『風習の意味を知る』

2015-01-06 8:30|記事一覧

年末の大晦日には年越し蕎麦を食べていると思いますが、なぜ12月31日にお蕎麦を食べるようになったのかが気になりましたので調べてみました。

まずその起源は、江戸時代の中頃に遡りますが、月の末日に蕎麦を食べる三十日蕎麦という習慣があり、これが転じて大晦日だけに食べる年越し蕎麦になったと考えられています。当時の江戸では脚気(かっけ)という病気が流行しており、「そばを食べている人は脚気にならない」という巷説がありました。それは本当で、脚気はビタミンB1の欠乏によって心不全と末梢神経障害をきたす疾患なのですが、江戸時代に入ってから、主食のお米が玄米から白米になった為、ビタミンB1を摂取できなくなり、脚気が流行してしまったそうです。つまりお蕎麦にはビタミンB1が豊富に含まれている為、脚気の予防につながったという訳です。

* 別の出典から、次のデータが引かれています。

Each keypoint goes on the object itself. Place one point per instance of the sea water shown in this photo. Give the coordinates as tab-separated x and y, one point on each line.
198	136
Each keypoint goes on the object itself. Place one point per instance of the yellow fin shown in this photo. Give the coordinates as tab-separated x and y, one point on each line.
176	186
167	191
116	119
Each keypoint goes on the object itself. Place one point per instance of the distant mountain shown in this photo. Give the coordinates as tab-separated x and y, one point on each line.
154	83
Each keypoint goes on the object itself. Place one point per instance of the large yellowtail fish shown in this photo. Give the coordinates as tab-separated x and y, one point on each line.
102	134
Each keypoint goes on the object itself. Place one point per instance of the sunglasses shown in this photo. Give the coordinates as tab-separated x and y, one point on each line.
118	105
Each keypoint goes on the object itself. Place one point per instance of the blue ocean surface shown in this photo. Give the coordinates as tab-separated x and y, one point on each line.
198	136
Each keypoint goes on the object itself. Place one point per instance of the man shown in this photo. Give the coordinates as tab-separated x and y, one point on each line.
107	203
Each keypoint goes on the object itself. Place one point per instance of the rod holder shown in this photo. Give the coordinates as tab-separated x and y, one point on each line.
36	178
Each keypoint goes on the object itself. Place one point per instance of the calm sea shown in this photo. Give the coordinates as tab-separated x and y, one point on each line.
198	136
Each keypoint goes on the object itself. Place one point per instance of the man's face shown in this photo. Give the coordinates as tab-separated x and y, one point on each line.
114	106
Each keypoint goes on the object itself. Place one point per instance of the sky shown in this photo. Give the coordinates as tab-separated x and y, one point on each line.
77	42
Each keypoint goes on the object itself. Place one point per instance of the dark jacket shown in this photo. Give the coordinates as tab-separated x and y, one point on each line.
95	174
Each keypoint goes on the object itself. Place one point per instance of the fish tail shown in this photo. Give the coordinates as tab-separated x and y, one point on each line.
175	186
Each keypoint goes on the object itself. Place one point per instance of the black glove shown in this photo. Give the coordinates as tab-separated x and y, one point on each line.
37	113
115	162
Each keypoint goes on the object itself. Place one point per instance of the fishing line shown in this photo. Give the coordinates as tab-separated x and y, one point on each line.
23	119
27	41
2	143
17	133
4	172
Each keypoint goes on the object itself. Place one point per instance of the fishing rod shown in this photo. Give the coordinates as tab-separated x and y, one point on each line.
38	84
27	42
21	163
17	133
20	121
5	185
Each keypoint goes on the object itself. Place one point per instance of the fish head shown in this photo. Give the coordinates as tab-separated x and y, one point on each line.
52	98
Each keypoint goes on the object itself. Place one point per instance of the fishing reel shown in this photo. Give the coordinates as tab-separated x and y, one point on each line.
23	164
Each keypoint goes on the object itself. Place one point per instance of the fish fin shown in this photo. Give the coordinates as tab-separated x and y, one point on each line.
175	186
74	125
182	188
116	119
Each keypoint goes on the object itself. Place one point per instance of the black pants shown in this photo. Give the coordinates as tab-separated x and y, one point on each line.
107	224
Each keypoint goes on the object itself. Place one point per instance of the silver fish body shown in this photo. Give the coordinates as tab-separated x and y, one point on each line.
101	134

このように年越し蕎麦には縁起を担ぐ以外にもきちんと意味があり、健康的に理にかなっていたのだと知りました。そして昔から続いている風習には生活に役立つ知恵がたくさん詰まっていて、それを習慣化する事で深い意味を知らなくても、人々が決まった季節に決まった行事をする事で、より良く暮らせるようになっていたのだと気付きました。

同じように仕事上でもマニュアルや手順は決まっていて、私達はその結果をきちんとこなす事ができれば、上手く仕事は回っていきます。しかしそこに至るまで工夫されてきた課程を知り、業務のルーツをたどる事で理解を深め、ひとつひとつの仕事への取組みをしっかりとできるようになるのではないかと思いました。